That means even small, simple tasks — like carrying napkins to the table or feeding the family dog — can give a child a sense of pride and belonging. That pride in contribution is a gift that lasts a lifetime. In Tennessee, chores often carry the bonus of connecting kids to our local rhythms — from tending the garden before a summer storm to prepping for tailgate snacks in the fall.
How to Help Kids Succeed at Chores
- Start Small and Show How – Especially for young children, model the task first. Show them how you like the toys sorted into bins or how to gently water plants without overfilling the pot.
- Keep It Positive – Praise effort over perfection. The goal is learning and participation, not a spotless kitchen.
- Make It Routine – Tie chores to regular parts of the day: setting the table before supper, feeding pets after breakfast, or folding laundry while watching a favorite show.
- Work Side-by-Side – Kids love doing things with their parents. A shared task can feel like quality time.

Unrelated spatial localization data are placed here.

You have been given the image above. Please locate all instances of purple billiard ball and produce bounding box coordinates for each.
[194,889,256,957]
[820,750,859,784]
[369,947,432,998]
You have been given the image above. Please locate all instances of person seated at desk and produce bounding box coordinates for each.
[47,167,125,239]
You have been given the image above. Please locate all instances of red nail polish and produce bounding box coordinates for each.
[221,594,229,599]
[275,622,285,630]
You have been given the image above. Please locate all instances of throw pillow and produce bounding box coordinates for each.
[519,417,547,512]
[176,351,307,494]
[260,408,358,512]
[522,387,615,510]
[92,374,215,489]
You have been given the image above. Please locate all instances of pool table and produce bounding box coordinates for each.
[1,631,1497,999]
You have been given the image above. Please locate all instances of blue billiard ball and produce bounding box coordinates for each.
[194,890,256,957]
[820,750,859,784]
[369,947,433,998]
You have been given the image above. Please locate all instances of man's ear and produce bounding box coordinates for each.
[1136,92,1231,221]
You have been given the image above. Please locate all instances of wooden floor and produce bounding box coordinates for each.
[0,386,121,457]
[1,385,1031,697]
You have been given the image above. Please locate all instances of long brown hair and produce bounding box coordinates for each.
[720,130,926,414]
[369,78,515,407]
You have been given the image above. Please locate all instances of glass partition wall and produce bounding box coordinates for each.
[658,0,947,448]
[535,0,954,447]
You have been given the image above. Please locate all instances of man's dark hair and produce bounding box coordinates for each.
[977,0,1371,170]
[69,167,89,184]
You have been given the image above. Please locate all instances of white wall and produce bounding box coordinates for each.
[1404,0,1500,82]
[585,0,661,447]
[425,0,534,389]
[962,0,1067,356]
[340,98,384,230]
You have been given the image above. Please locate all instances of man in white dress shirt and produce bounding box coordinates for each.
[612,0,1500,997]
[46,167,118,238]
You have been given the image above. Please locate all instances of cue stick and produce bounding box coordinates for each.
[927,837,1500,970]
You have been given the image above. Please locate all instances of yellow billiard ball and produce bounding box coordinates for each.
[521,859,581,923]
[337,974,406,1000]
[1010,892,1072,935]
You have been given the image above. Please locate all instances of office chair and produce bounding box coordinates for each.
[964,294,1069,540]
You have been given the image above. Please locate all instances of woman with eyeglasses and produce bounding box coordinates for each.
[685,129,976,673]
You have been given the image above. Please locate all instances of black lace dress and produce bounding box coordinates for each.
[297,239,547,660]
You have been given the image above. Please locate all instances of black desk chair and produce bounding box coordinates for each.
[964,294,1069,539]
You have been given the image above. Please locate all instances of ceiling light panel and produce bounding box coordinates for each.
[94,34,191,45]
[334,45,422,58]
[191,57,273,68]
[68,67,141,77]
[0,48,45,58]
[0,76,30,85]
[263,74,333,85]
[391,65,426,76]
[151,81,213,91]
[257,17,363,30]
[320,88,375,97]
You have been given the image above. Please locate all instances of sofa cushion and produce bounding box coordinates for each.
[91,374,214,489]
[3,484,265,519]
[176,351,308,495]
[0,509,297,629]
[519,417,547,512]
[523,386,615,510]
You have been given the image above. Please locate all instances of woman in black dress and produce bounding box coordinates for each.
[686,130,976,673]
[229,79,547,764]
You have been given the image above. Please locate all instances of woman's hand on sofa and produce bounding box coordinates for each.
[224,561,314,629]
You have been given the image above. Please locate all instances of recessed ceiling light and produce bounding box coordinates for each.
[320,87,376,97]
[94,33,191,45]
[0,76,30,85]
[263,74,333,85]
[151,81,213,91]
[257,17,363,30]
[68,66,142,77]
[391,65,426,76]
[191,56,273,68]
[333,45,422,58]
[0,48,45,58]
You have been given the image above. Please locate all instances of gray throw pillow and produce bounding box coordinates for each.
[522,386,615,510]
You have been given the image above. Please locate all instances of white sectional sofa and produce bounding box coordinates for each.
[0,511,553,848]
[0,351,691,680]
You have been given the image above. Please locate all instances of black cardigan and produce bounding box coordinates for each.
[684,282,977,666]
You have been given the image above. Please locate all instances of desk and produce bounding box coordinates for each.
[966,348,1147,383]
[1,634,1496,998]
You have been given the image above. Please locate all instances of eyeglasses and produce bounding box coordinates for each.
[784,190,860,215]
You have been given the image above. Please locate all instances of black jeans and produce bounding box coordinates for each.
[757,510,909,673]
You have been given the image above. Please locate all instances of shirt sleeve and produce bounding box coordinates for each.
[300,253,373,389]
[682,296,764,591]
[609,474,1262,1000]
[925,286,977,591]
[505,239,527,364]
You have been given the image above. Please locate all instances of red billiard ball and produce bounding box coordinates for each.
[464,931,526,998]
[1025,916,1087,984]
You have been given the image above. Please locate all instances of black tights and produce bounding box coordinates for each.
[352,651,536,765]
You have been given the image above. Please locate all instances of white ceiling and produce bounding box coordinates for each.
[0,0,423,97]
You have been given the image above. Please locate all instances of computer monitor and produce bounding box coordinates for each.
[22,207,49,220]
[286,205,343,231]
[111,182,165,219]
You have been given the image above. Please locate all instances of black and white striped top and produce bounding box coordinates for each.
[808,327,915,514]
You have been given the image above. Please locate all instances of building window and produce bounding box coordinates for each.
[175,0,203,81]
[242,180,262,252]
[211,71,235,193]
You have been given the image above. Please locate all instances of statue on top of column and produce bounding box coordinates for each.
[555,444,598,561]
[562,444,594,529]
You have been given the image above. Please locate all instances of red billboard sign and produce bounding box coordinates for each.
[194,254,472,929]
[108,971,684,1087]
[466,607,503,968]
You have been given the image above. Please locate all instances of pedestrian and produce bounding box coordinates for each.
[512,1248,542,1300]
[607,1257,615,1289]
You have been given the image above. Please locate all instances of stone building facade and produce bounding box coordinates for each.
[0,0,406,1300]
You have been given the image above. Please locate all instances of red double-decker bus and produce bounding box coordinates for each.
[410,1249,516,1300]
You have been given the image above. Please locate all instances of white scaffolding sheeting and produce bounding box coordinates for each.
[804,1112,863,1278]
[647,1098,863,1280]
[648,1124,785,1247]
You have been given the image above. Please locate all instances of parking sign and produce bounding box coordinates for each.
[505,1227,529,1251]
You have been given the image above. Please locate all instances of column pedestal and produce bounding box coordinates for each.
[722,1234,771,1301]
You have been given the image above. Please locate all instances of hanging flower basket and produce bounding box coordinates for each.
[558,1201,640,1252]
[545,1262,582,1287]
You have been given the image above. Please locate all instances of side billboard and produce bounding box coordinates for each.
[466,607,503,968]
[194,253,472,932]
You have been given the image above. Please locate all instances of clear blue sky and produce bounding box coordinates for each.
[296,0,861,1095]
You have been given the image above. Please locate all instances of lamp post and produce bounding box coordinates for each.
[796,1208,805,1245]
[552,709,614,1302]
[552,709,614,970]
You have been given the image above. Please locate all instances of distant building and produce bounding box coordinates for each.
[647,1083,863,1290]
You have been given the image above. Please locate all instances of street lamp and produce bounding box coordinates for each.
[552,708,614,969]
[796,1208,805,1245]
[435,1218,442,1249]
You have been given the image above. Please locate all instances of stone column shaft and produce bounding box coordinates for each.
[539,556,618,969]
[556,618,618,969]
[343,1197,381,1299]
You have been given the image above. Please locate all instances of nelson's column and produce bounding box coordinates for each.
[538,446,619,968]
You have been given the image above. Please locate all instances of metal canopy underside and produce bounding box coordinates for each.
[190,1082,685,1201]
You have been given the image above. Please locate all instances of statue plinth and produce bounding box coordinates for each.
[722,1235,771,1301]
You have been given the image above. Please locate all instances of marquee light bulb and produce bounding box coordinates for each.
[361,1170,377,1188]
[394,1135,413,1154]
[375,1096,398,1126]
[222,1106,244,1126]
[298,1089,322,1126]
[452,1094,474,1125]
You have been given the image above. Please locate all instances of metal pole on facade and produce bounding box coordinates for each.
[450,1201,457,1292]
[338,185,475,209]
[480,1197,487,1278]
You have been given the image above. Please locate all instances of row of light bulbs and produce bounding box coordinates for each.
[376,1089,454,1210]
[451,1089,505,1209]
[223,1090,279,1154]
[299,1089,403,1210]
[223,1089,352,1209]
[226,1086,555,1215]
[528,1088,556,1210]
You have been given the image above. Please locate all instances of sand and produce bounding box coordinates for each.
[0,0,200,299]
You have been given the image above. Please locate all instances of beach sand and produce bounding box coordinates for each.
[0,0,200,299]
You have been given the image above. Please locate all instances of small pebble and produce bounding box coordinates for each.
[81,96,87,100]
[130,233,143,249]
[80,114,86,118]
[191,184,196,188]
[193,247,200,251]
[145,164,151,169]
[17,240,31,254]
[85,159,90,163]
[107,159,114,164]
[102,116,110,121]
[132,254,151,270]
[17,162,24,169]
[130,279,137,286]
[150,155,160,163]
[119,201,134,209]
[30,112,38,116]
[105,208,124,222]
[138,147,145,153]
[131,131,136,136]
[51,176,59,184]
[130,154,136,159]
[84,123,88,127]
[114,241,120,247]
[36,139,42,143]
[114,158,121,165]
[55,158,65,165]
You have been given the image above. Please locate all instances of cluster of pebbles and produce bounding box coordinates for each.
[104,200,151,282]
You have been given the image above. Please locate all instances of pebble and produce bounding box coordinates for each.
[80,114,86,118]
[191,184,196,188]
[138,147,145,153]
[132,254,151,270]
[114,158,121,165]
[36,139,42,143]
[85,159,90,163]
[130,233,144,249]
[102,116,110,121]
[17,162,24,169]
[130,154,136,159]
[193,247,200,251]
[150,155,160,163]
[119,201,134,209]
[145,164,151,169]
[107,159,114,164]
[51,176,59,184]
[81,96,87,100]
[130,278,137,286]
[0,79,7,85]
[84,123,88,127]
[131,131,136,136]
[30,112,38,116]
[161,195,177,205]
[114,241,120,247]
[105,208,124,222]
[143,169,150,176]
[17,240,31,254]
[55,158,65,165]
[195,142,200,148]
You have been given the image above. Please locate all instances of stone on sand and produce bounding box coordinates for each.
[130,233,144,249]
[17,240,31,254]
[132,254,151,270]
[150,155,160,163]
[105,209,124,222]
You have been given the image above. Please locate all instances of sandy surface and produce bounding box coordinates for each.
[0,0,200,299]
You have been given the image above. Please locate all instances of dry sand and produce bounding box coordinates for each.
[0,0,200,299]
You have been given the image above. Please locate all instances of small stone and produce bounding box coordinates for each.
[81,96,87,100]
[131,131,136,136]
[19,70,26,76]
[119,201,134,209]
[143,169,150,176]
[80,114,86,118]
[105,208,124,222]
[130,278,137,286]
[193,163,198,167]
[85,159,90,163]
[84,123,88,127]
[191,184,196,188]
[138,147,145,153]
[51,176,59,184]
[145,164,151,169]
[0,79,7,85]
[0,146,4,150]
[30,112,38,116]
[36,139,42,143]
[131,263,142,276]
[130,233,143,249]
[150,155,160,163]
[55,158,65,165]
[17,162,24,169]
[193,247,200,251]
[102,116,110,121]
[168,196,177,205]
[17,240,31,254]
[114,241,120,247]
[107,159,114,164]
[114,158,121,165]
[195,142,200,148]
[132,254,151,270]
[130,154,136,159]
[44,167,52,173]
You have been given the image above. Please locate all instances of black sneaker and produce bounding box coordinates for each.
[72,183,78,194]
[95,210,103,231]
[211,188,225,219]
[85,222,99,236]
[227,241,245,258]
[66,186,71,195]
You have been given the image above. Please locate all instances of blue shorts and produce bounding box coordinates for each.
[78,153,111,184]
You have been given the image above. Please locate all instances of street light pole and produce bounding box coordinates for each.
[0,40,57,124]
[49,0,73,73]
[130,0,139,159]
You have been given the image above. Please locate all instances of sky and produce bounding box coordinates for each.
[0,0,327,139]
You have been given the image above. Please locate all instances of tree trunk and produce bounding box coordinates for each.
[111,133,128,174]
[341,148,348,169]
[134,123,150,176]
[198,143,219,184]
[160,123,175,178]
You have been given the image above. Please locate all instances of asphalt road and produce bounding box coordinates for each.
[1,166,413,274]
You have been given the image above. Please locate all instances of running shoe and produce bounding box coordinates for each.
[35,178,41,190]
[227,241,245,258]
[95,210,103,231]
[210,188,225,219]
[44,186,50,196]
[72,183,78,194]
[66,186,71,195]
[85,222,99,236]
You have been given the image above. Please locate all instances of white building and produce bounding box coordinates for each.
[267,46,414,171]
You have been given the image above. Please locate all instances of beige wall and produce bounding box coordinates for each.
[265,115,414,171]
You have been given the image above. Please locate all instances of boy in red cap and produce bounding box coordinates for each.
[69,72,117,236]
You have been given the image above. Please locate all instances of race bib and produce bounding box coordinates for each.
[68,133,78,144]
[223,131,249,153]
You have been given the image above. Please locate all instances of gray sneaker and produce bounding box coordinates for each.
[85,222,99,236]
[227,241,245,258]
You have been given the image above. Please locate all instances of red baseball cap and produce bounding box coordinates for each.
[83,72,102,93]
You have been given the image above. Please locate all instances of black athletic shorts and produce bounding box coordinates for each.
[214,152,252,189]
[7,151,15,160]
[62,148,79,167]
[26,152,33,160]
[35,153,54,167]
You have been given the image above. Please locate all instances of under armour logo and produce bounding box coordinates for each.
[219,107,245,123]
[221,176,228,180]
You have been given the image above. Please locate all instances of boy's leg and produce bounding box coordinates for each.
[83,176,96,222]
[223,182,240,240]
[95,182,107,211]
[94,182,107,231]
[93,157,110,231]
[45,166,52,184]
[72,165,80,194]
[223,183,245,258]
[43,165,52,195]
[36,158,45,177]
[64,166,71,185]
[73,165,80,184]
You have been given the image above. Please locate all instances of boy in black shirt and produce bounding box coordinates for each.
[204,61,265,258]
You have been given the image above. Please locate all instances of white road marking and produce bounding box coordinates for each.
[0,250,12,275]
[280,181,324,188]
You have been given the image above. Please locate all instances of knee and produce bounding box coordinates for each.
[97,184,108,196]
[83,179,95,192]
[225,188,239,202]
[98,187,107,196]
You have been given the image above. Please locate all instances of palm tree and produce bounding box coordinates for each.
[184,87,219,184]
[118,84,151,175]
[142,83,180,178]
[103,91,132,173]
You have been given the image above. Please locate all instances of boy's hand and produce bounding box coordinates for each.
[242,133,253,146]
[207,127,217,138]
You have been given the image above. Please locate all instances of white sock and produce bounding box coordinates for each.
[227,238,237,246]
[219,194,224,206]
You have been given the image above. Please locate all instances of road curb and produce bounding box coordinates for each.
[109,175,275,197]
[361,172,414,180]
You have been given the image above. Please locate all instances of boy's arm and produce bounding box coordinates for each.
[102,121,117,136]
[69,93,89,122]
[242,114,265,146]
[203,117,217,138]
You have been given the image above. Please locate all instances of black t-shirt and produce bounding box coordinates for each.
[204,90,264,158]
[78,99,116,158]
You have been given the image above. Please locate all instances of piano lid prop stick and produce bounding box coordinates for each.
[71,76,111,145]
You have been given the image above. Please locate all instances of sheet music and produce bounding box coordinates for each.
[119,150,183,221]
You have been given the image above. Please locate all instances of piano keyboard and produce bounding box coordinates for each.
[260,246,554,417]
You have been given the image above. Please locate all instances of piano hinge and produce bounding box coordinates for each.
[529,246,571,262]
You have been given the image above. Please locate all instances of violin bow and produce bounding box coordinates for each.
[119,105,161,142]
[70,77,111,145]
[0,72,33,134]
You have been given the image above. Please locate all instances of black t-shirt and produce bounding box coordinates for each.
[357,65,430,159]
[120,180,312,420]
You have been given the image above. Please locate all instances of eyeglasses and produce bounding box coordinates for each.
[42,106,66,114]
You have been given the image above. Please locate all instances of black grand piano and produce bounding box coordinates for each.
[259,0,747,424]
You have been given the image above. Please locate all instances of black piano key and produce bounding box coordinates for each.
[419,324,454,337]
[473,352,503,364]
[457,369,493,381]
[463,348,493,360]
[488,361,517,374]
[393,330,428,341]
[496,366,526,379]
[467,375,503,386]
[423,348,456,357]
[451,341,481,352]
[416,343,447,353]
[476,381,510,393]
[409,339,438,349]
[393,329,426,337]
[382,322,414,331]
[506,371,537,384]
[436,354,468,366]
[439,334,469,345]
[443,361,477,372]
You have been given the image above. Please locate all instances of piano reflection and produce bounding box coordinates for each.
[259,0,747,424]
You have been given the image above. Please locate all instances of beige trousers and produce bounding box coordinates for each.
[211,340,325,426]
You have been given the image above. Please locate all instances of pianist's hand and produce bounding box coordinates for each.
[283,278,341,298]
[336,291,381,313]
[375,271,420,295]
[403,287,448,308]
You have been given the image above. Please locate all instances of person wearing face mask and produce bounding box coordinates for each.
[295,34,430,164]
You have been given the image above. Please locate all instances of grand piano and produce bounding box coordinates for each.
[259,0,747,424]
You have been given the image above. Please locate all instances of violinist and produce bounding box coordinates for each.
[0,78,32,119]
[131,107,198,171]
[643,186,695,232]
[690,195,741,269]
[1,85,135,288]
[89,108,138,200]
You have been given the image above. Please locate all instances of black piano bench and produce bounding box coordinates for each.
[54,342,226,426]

Age-by-Age Chore Ideas — and How to Make Them Meaningful
Rather than just handing your child a list, think about how the task connects to their abilities and your family life.
Toddlers (2–3 years)
At this stage, the “helping” is often more symbolic than productive — and that’s okay. Let them put toys back into baskets, carry plastic cups to the sink, or help push laundry into the dryer. They’ll beam with pride at being “big enough” to help. Kids feel capable when they’re “allowed” to help.
Ideas:
- Put toys in baskets – Builds sorting skills and ownership over belongings.
- Carry lightweight groceries – A loaf of bread or a bag of apples from the car to the kitchen.
- Help feed pets – Pouring kibble into the dog’s bowl teaches care for animals.
- Wipe lower cabinet doors – Use a damp cloth; they can reach their own level.
- Water potted plants – Perfect for sunny Tennessee porches in spring and summer.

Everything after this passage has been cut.